The “Glitch” - Is It Really the Culprit Behind IT Outages?
- 17 April, 2019 12:10
When things go wrong, responsible people step up to the plate and take – responsibility. Unfortunately, there aren't that many responsible people in this world, which is why, when things go wrong, most people look for someone or something to blame. In other words - a scapegoat.
Tech has not escaped this phenomenon. When banking apps and websites go down, when airlines cancel flights, the go-to excuse is often a technical glitch. Those glitches could be caused by all sorts of issues, from an incompatible software update to a malware attack to a fat finger issue.
Of course, all of these have been responsible at one time or another for IT and service outages, some of them major. Companies issue statements blaming these incidents on glitches, assuaging the concerns of investors and customers. And in many organizations, outages are far from a one-time issue; sites that report service outages show that some of the largest organizations are subject to outages time and again.
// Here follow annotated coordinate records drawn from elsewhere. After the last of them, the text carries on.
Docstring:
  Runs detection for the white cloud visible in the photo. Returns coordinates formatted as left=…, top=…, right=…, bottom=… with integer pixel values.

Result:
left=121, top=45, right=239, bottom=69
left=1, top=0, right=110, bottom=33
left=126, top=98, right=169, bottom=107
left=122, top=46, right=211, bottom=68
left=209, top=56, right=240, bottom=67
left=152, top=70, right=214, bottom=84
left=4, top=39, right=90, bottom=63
But by naming the culprit as a glitch, organizations are being a bit disingenuous; it sort of displaces the responsibility for the problem to an ephemeral force that has nothing to do with them- and outages do indeed have everything to do with them. We would – and should – expect organizations to be prepared for all those catastrophes. Did they not stress-test their systems? What about disaster recovery programs? Why aren't those systems and processes more effective in preventing these problems?
Most likely the organizations were properly prepared - or so they believed... For decades now, every mission critical component in enterprise IT has been configured with full redundancy - from redundant power supplies and network connections at the server-level, through redundant core networking and storage infrastructure, all the way to the use of clustering, load balancing, elastic computing, etc. Even if all of those layers of defense fail (for example, when an entire datacenter is lost, or a cloud provider serving an entire region goes down), almost all enterprises also implement disaster recovery solutions that enable critical applications to quickly restart.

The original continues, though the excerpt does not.